Schickendantz was one of the attendees of the 1860 Karlsruhe Congress. In 1861, while he was at Oxford, he decided to take a job at a mine in Pilciao, Andalgalá, in the Argentine province of Catamarca. The mine, called Casa Lafone, was owned by Samuel Fisher Lafone. Schickendantz worked at the mine until 1868; during this time he became a close friend of the supervisor of the mine, Samuel Lafone Quevedo, son of Fisher Lafone and developed what became known as the Schickendantz method for separating gold from copper.
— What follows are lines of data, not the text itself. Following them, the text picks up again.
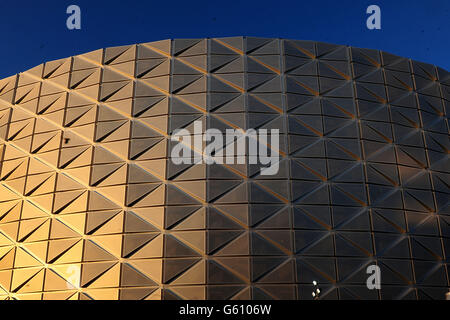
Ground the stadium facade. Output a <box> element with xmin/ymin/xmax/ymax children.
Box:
<box><xmin>0</xmin><ymin>37</ymin><xmax>448</xmax><ymax>300</ymax></box>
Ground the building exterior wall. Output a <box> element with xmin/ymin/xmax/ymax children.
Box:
<box><xmin>0</xmin><ymin>37</ymin><xmax>448</xmax><ymax>300</ymax></box>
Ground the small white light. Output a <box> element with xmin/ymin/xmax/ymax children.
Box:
<box><xmin>317</xmin><ymin>289</ymin><xmax>321</xmax><ymax>294</ymax></box>
<box><xmin>312</xmin><ymin>281</ymin><xmax>317</xmax><ymax>286</ymax></box>
<box><xmin>312</xmin><ymin>292</ymin><xmax>316</xmax><ymax>297</ymax></box>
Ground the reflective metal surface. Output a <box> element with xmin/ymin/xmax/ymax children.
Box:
<box><xmin>0</xmin><ymin>37</ymin><xmax>448</xmax><ymax>299</ymax></box>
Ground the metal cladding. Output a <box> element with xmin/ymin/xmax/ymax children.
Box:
<box><xmin>0</xmin><ymin>37</ymin><xmax>449</xmax><ymax>300</ymax></box>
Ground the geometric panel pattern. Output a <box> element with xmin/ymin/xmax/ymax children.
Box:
<box><xmin>0</xmin><ymin>37</ymin><xmax>448</xmax><ymax>300</ymax></box>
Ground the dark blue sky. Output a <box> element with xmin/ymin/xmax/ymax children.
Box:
<box><xmin>1</xmin><ymin>0</ymin><xmax>449</xmax><ymax>79</ymax></box>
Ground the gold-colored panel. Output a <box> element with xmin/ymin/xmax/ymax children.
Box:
<box><xmin>0</xmin><ymin>38</ymin><xmax>448</xmax><ymax>301</ymax></box>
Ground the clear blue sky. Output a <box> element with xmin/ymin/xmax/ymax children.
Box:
<box><xmin>0</xmin><ymin>0</ymin><xmax>449</xmax><ymax>79</ymax></box>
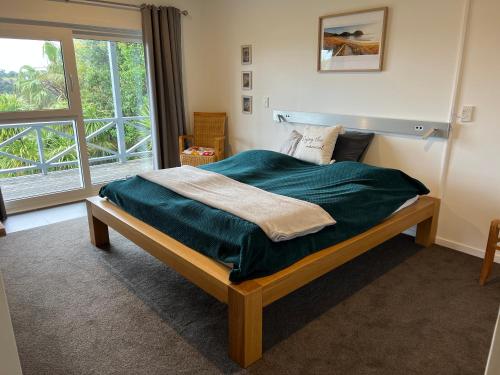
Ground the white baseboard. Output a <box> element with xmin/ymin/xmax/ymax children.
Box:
<box><xmin>401</xmin><ymin>226</ymin><xmax>499</xmax><ymax>264</ymax></box>
<box><xmin>436</xmin><ymin>236</ymin><xmax>500</xmax><ymax>264</ymax></box>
Schickendantz also studied the plants in the region of Catamarca, many of which were still unknown in Europe. He made contributions to the study of alkaloids found in these plants, some of which eventually found therapeutic uses. Some species that were named after him include Gymnocalycium schickendantzii, Echinopsis schickendantzii, Trichocereus schickendantzii, Opuntia schickendantzii, Bulnesia schickendantzii, and Euphorbia schickendantzii.

Together with Lafone Quevedo, Shickendantz wrote a book titled Las Industrias de Catamarca (the industries of Catamarca), which dealt with agriculture, mining, and water conservation in the region.

From 1870 to 1870, he was director of the School of Agronomy, and lecturer of physics and chemistry at the Colegio Nacional. In 1881, he moved from Pilciao to the city of Catamarca, where he became rector of the Colegio Nacional and created a course on applied mineralogy. Later he moved to Tucumán, where he founded the Trinidad sugar mill. He then moved on to direct the chemistry office of the province, where he was a mentor to Miguel Lillo, who later became a renowned Argentine naturalist.

In 1892, Schickendantz moved to Buenos Aires, Argentina, where he taught at the Colegio Nacional, and was in charge of the chemistry section of the Museo de la Plata. He died in Buenos Aires in 1896.